Total /Elf– comme d’autres firmes pétrolières – ont nourri le doute sur la réalité du changement climatique depuis les années 70 et désinformé le public : voilà la véritable affaire du siècle !
ExxonMobil, BP et Shell ont longtemps nié le changement climatique, fait circuler des fake news à son propos et financé des climato-sceptiques. Ils ont dépensé des milliards en lobbying pour entraver systématiquement les actions de réduction des émissions de gaz à effet de serre. Et continuent.
C’est aujourd’hui au tour de Total d’être sur la sellette.
Dans un article de la revue scientifique Global Environmental Change, intitulé Alertes précoces et responsabilisation émergente : les réponses de Total au réchauffement climatique, 1971-2021, des historiens et sociologues (Christophe Bonneuil, Pierre-Louis Choquet et Benjamin Franta) pointent la responsabilité de Total dans la fabrique du « climato-scepticisme ».
La revue Terrestres en a publié une traduction intégrale et sourcée en libre accès ici. Et je sles en remercie !
Leurs profits, plutôt que nos vies
On y lit que ces industriels étaient informés de l’impact catastrophique des émissions de G.E.S sur le climat… dès 1971 ! Et qu’il n’en ont pas informé le public, ni envisagé aucune stratégie industrielle pour pallier aux « externalités négatives » de leurs produits.
Au contraire ! La major pétrolière a tout fait pour accroître sa production – l’ère du tout-voiture avec l’émergence des centres commerciaux et de l’avion low cost.
Pire : elle aurait volontairement semé le doute sur la réalité du changement climatique et freiné toute action des pouvoirs publics. Le climato-scepticisme, c’est eux.
L’enquête des chercheurs montre bien comment l’entreprise a passé les étapes du deuil entre 1968 et 2021. Mais du deuil de quoi ? De son business ? Nan ! De la planète !
D’abord, la prise de conscience, puis le déni, puis la colère (par de virulentes attaques contre les scientifiques), puis le marchandage en finançant un lobbying contre les actions de lutte pour la préservation de l’environnement.
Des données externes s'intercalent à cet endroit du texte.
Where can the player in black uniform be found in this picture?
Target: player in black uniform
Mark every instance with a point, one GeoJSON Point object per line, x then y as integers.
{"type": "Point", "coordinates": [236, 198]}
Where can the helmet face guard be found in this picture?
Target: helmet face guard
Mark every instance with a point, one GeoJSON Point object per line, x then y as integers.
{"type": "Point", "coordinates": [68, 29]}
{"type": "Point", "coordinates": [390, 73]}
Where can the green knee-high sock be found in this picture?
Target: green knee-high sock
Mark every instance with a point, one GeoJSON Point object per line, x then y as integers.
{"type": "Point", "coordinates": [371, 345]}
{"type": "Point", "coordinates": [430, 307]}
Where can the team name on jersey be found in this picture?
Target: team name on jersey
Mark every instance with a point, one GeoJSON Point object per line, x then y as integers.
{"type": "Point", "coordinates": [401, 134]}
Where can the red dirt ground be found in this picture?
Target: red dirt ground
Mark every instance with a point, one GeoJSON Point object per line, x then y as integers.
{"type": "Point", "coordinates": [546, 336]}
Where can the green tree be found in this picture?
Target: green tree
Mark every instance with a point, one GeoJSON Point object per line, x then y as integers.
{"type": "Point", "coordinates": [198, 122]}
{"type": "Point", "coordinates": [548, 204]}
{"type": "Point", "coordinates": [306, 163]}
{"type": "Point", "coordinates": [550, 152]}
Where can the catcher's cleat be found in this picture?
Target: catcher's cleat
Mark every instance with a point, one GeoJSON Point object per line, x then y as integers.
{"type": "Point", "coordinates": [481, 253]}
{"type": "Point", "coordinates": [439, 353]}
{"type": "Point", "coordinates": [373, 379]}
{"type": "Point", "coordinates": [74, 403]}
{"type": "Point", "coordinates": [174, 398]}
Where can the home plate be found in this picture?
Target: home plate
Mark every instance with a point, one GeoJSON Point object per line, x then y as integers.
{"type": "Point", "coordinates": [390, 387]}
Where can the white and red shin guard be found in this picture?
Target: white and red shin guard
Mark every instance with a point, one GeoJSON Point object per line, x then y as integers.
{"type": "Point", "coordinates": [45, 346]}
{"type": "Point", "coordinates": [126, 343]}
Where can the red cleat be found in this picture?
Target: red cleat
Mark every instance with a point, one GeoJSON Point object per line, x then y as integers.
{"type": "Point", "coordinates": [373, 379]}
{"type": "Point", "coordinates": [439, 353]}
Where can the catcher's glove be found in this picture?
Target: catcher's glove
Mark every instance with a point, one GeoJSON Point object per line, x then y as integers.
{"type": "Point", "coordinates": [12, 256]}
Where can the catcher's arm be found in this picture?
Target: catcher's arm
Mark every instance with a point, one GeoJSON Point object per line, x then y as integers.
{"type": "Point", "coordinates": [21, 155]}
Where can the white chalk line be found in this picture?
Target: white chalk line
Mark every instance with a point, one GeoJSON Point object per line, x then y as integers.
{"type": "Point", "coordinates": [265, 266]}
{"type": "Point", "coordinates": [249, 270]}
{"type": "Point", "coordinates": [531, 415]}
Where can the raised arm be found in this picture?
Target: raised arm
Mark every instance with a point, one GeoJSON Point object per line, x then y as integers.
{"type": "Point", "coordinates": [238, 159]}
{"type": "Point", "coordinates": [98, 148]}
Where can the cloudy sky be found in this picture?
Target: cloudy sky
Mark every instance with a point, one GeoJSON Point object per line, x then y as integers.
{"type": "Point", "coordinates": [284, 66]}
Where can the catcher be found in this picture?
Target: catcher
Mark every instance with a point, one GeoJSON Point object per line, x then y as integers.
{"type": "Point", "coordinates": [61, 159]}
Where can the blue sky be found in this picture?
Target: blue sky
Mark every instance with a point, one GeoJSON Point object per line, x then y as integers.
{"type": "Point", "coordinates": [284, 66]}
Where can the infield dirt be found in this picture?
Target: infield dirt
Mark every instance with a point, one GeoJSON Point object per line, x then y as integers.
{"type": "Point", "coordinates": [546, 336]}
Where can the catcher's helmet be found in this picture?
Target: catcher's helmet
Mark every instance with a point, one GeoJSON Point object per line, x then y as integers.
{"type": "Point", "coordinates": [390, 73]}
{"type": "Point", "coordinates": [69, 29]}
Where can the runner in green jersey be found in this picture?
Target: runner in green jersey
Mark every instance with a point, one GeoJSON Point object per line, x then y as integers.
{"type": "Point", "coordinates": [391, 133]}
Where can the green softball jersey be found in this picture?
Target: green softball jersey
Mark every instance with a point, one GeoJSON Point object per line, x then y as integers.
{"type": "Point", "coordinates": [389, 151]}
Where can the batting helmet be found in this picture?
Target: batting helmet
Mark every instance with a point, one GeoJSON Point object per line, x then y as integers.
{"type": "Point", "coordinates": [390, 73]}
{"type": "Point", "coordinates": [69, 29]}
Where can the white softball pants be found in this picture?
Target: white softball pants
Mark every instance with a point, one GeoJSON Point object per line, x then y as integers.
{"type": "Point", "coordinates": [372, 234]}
Et enfin, l’acceptation… que leur business passait avant tout !
Depuis les années 60’… Hier Exxon Mobil, aujourd’hui Total
À la fin des années 60, l’information sur les conséquences climatiques du mode de vie thermo-industriel passait de main en main entre les décideurs. À l’époque, la formulation était la suivante : « l’augmentation du taux de gaz carbonique dans l’atmosphère qui pourrait peut-être, dans une décade ou un demi-siècle, commencer à poser des problèmes de modification globale du climat terrestre ».
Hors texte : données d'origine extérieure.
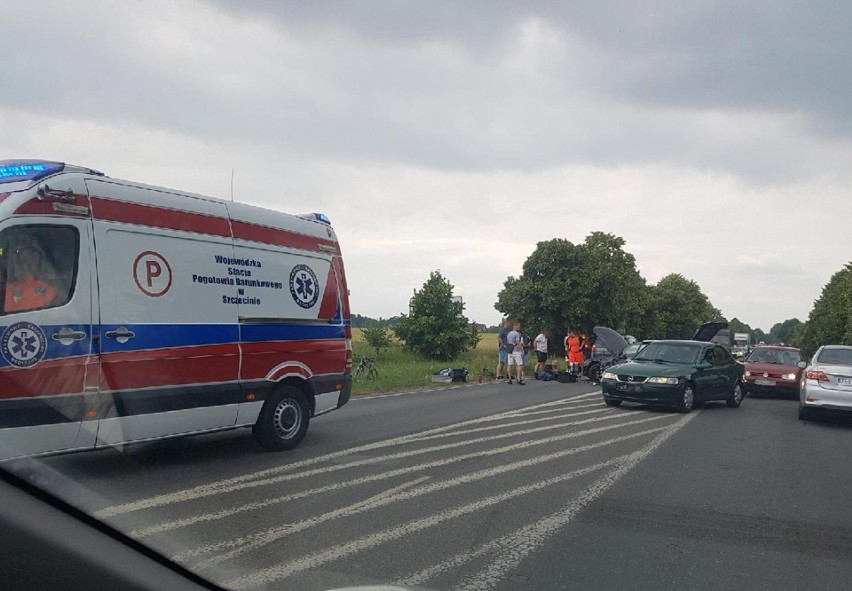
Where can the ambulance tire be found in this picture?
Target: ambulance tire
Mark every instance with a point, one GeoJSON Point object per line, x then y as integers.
{"type": "Point", "coordinates": [284, 419]}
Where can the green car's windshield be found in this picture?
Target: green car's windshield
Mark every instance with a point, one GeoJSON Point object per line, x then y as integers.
{"type": "Point", "coordinates": [683, 353]}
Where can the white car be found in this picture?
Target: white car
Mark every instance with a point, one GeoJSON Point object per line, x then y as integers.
{"type": "Point", "coordinates": [827, 383]}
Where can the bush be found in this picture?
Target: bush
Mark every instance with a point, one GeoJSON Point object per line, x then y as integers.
{"type": "Point", "coordinates": [436, 328]}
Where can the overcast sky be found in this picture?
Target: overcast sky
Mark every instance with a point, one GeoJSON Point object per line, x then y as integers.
{"type": "Point", "coordinates": [714, 137]}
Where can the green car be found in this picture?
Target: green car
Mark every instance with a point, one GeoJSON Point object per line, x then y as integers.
{"type": "Point", "coordinates": [677, 374]}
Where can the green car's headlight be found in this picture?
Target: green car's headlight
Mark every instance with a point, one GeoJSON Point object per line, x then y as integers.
{"type": "Point", "coordinates": [671, 381]}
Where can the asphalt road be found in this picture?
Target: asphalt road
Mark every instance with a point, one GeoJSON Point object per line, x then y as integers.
{"type": "Point", "coordinates": [495, 487]}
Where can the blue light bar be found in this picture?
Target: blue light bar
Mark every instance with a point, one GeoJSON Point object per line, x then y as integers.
{"type": "Point", "coordinates": [27, 170]}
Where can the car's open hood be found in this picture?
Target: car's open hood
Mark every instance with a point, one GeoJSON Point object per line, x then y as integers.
{"type": "Point", "coordinates": [649, 368]}
{"type": "Point", "coordinates": [760, 367]}
{"type": "Point", "coordinates": [610, 339]}
{"type": "Point", "coordinates": [708, 330]}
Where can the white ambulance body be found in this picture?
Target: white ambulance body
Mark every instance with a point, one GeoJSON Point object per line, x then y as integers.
{"type": "Point", "coordinates": [152, 313]}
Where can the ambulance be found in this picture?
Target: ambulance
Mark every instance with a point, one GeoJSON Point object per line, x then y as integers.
{"type": "Point", "coordinates": [132, 313]}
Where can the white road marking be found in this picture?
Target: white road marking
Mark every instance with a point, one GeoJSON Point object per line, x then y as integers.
{"type": "Point", "coordinates": [282, 571]}
{"type": "Point", "coordinates": [254, 541]}
{"type": "Point", "coordinates": [514, 547]}
{"type": "Point", "coordinates": [244, 507]}
{"type": "Point", "coordinates": [424, 391]}
{"type": "Point", "coordinates": [243, 483]}
{"type": "Point", "coordinates": [213, 488]}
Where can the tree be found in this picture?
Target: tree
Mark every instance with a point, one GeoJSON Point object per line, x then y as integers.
{"type": "Point", "coordinates": [783, 332]}
{"type": "Point", "coordinates": [677, 307]}
{"type": "Point", "coordinates": [435, 327]}
{"type": "Point", "coordinates": [564, 285]}
{"type": "Point", "coordinates": [830, 320]}
{"type": "Point", "coordinates": [377, 336]}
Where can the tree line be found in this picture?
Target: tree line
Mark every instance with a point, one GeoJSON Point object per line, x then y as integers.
{"type": "Point", "coordinates": [578, 286]}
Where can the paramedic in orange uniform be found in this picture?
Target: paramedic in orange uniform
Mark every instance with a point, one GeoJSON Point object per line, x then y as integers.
{"type": "Point", "coordinates": [25, 287]}
{"type": "Point", "coordinates": [575, 351]}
Il faut attendre 10 ans pour qu’un rapport indépendant – le rapport Charney de 1979 commandé par le Président américain Jimmy Carter – ne confirme le lien entre réchauffement climatique et activités humaines. Dix années de perdues.
En 1986, le comité exécutif de Total est alors informé que « l’accumulation de CO2 et de méthane dans l’atmosphère et l’effet de serre qui en résulte vont inévitablement modifier notre environnement. Tous les modèles sont unanimes à prédire un réchauffement de la Terre, mais l’amplitude du phénomène reste encore indéterminée« .
Sa réaction ? Les analystes de la firme sortent les flingues : « il est évident que l’industrie pétrolière devra, une nouvelle fois, se préparer à se défendre« .
Dès ce moment, Total fera tout pour tuer dans l’œuf tout projet de taxe carbone. Comment ? En finançant le climato-scepticisme : recherches présentant un réchauffement light, mise en avant des failles dans le consensus scientifique, décrédibilisation de chercheurs indépendants accusés de faire des « descriptions apocalyptiques de l’avenir ».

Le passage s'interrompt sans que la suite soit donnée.